Getting the square-cube law wrong

Time for something unrelated to politics…

STRENGTH TRAINING AND WEIGHT LIFTING FOR SHORT MEN

The square-cube law explains the relationship between the height, surface area, and volume of a shape. As you can see in the diagram, when you increase the height of a 2D shape, its area doesn’t increase linearly—it increases by the change squared.

 

The same is true when you increase the height of a 3D shape—the volume of that shape increases by the change cubed.

 

The strength of a muscle is directly related to its cross-sectional area. So if you take a muscle from a shorter guy and scale it up proportionally to fit in a guy that is twice the height, it’ll have four times the cross section (and therefore four times the strength) of the smaller muscle—but eight times the volume (and therefore eight times the weight).

 

This also means that shorter men are much better at bodyweight movements. The square-cube law says that for every 10% you get taller, you get 21% stronger—and 33% heavier.

 

So as you grow taller, you get heavier much faster than you get stronger. It’s no coincidence that the tallest male gymnast to ever win gold was Alexei Nemov, standing a modest 5’8”. Past that height, the most impressive gymnastic feats become literally impossible.

The above passage illustrates a common misunderstanding regarding the cube-square law. The square in the cube-square law pertains to the strength of the bone and muscle as it pertains to resistance to shear stressors, not actual physical strength as in ability to apply force. Because weight grows cubically but the cross section grows quadratically, this means the added mass exerts more shear stress relative to cross-sectional bone area, and this can make weight-bearing bones more vulnerable to fracture. This explains why elephants have much larger legs relative to their bodies than, say, ants. But physical strength, as in work output, still grows cubically, not quadratically.

A human limb can be approximated by a cylinder, the volume of which is given by the formula π*r^2*h. If a human is re-scaled by a factor of 1.2, then volume grows by 72% (1.2^3)–that is 72% more total muscle, too, because muscle is growing not just in terms of cross section but also in terms of length, too. Strength is related to total muscle volume, not just the cross-sectional area.

To understand visually this common misunderstanding about the square law, imagine if a muscle were flattened into an infinitely flat disk. Such a person would be infinitely strong because the cross section about the x-y axis would be infinitely large. It would imply that even a mouse, if its muscles were flattened into a disk of microscopic thickness would be stronger than an elephant. That’s absurd. There must be a volumetric third dimensional component too.

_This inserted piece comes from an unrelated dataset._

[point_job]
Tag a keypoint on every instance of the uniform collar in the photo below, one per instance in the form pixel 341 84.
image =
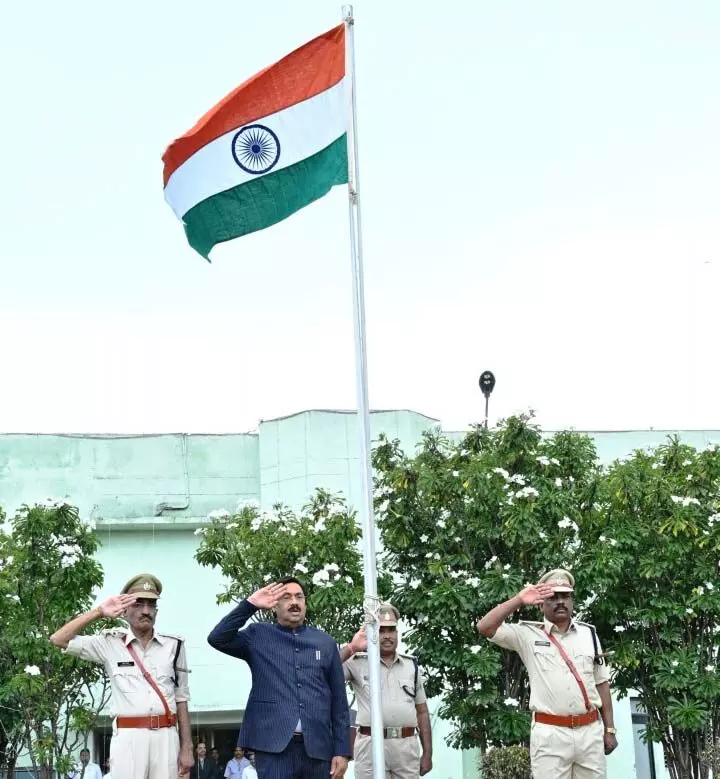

So rather, because there is more total muscle both in terms of length and width, for every 10% you get taller, you get about 33% stronger, not 21%. But in some instances it’s even more than that. Due to the mechanical advantage of long limbs, an additional factor is added (depending on how the force is being applied), making the total gain not cubic but rather quartic. However, long limbs for certain exercises are unpropitious (such as for the squat and bench press), and the mechanical disadvantage results in a reduction of output work by a scaling factor, so a person who is 20% taller but otherwise equally proportioned would only benchpress 1.2^2 times the amount of weight as the shorter person. But being tall is advantageous for the dead lift because of the mechanic advantage of longer limbs, combined with the cubic increase of overall strength, so deadlifting ability grows by a whopping factor of 1.2^4. The quartic multiplier is applicable to pulling or bending (due to long arms acting as a lever), such as trying to bend a steel rod with one’s hands or dislodging something that is affixed (like King Arthur pulling the Excalibur out of the stone). A similar fourth-order advantage also exists for boxing, arm wrestling, and wresting, which is why weight classes are so important.